Laid out with ambient lighting and 1960s office furniture, we call it The Museum of Material Culture. Sure, we’re one of those families that never parks in the garage, but we’re in good company.
Increasingly, the great American garage no longer keeps just cars. The garage has grown to new roles, a multifaceted space with new possibilities. A place where friends gather to watch the big game or play pool. A stage for a new rock band. A detached pool house cabana or Pinterest-inspired outdoor dining paradise. An artist’s studio. In newer neighborhoods without front porches, the attached garage fills in for the classic covered porch, where folks roll up the door, sit in lawn chairs instead of porch swings, and wave at neighbors passing by.
Our garage is a collection of collections.
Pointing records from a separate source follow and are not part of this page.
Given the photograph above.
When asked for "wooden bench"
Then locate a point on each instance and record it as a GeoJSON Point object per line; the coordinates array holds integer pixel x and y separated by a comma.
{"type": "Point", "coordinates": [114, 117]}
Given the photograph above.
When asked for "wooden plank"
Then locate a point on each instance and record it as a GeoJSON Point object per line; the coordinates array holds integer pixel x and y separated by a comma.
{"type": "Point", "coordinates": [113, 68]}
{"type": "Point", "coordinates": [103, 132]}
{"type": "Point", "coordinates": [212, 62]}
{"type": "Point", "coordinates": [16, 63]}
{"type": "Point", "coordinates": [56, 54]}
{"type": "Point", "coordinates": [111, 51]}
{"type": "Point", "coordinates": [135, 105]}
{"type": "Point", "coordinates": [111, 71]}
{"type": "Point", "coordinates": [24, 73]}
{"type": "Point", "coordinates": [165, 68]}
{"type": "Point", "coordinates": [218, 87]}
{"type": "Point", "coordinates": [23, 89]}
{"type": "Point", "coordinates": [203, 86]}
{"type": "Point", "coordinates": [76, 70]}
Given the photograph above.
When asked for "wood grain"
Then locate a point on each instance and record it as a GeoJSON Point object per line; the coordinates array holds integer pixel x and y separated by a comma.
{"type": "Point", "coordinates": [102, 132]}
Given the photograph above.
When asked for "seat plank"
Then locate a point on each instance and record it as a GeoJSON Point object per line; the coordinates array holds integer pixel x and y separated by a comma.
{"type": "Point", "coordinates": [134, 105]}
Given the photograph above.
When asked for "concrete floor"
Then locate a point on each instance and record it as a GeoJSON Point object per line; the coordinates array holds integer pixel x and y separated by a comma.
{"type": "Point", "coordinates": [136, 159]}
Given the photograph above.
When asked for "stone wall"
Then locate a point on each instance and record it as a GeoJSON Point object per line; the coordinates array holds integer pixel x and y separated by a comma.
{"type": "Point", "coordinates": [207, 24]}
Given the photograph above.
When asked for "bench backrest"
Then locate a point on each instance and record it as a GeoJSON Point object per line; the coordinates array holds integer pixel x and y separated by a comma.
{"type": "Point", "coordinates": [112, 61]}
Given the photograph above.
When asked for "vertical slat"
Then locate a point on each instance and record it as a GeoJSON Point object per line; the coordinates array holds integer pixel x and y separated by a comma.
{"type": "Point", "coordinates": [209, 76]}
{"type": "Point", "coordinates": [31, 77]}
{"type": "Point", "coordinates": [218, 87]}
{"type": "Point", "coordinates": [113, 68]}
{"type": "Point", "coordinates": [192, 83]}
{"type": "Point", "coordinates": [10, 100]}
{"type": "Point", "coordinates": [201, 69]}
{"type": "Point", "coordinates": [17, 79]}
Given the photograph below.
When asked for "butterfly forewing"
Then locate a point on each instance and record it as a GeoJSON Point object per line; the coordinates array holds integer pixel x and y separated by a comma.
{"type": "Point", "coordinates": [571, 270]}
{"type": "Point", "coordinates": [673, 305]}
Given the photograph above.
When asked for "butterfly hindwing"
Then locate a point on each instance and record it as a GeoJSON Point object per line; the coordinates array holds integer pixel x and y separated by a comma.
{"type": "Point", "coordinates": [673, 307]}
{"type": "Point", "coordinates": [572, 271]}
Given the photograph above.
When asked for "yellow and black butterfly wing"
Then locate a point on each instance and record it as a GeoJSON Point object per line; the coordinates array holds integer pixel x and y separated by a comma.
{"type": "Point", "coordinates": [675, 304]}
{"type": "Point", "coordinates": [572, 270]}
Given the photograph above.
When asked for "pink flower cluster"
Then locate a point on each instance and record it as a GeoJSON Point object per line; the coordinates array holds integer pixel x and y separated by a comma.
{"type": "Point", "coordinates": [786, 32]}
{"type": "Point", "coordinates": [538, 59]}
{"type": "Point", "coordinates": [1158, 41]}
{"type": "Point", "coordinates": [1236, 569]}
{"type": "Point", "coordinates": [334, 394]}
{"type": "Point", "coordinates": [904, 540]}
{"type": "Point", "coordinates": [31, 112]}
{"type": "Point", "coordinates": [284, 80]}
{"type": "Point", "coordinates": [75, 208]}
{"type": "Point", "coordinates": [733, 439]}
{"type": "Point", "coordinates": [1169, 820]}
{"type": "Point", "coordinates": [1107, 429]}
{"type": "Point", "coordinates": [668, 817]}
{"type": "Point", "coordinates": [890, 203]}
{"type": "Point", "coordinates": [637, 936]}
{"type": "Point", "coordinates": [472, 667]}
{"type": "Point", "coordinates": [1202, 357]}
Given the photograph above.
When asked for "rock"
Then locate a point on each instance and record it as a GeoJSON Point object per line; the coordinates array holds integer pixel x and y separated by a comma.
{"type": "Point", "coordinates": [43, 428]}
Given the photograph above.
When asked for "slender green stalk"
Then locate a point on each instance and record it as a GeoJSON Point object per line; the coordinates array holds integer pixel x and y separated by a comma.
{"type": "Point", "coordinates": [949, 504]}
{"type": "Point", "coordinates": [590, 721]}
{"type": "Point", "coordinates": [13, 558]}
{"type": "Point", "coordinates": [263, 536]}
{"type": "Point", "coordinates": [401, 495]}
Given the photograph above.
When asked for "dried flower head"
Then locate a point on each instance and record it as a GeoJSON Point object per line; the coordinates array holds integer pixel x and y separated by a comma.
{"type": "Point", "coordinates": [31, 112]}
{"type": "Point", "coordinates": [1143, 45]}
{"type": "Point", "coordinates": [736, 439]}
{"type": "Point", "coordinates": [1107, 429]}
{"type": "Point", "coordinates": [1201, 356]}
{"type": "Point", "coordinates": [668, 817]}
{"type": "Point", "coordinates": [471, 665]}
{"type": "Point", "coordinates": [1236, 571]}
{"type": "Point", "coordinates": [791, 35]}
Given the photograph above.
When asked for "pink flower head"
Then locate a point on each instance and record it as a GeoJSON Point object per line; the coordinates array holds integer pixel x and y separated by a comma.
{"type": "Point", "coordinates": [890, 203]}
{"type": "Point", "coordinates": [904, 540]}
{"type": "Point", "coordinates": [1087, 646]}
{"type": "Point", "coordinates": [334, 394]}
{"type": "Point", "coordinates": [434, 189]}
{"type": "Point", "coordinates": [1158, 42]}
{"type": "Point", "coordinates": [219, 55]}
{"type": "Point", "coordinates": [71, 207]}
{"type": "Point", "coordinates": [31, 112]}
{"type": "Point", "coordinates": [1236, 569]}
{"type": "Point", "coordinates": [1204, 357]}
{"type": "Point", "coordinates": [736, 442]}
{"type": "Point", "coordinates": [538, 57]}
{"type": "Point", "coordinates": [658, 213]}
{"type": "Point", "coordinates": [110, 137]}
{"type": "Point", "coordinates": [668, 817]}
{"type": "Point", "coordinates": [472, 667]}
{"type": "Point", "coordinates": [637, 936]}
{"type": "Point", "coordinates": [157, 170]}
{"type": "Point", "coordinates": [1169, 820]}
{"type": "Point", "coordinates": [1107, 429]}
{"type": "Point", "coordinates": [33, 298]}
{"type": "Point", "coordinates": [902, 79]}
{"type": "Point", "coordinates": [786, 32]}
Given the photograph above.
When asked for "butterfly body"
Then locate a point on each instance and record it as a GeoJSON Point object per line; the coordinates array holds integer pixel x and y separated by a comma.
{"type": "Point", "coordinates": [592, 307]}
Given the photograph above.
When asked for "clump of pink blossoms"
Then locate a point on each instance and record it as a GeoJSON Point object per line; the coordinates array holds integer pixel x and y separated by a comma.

My penchant for collecting began in 1992 with Mountain Dew cans, while my wife Amanda started with Coca-Cola and has an impressive Duran Duran display. As time goes on, we’ve added some cherished old tools of my grandfathers: metal working tools from my grandfather who built P-47s and Victorian-era tools able to raise a mortise and tenon barn in 1890s fashion.
Whether it’s Evansville items of local interest including two Servel gas refrigerators and a collection of Whirpool annual reports and employee magazines; Herman Miller chairs; an Atari 2600; 1970s hair dryer chairs; a library of National Geographics; or a 1960s Popular Mechanics handyman encyclopedia set (complete with instructions for back yard contraptions that would send a parent to jail today for endangering children), our collection connects us both to loved ones who have gone on and to times that too have passed.
Among my most prized possessions are a series of framed items I retrieved from a dumpster in Indianapolis: a 1941 countedcross-stich Last Supper, a late 1800s print of the 100 most popular depictions of Jesus, and a massive 1895 print of Abraham Lincoln. Lincoln got to stay in the house.
At the root of it all is the question “Why do we collect?” At The Museum of Material Culture, it is an extension of what I do every day in my real estate world: making connections, and telling the story. In our garage, and as in all great collections of collections, there are many stories to be told that — if told well — can connect us to the past, to the present, and to a broader world.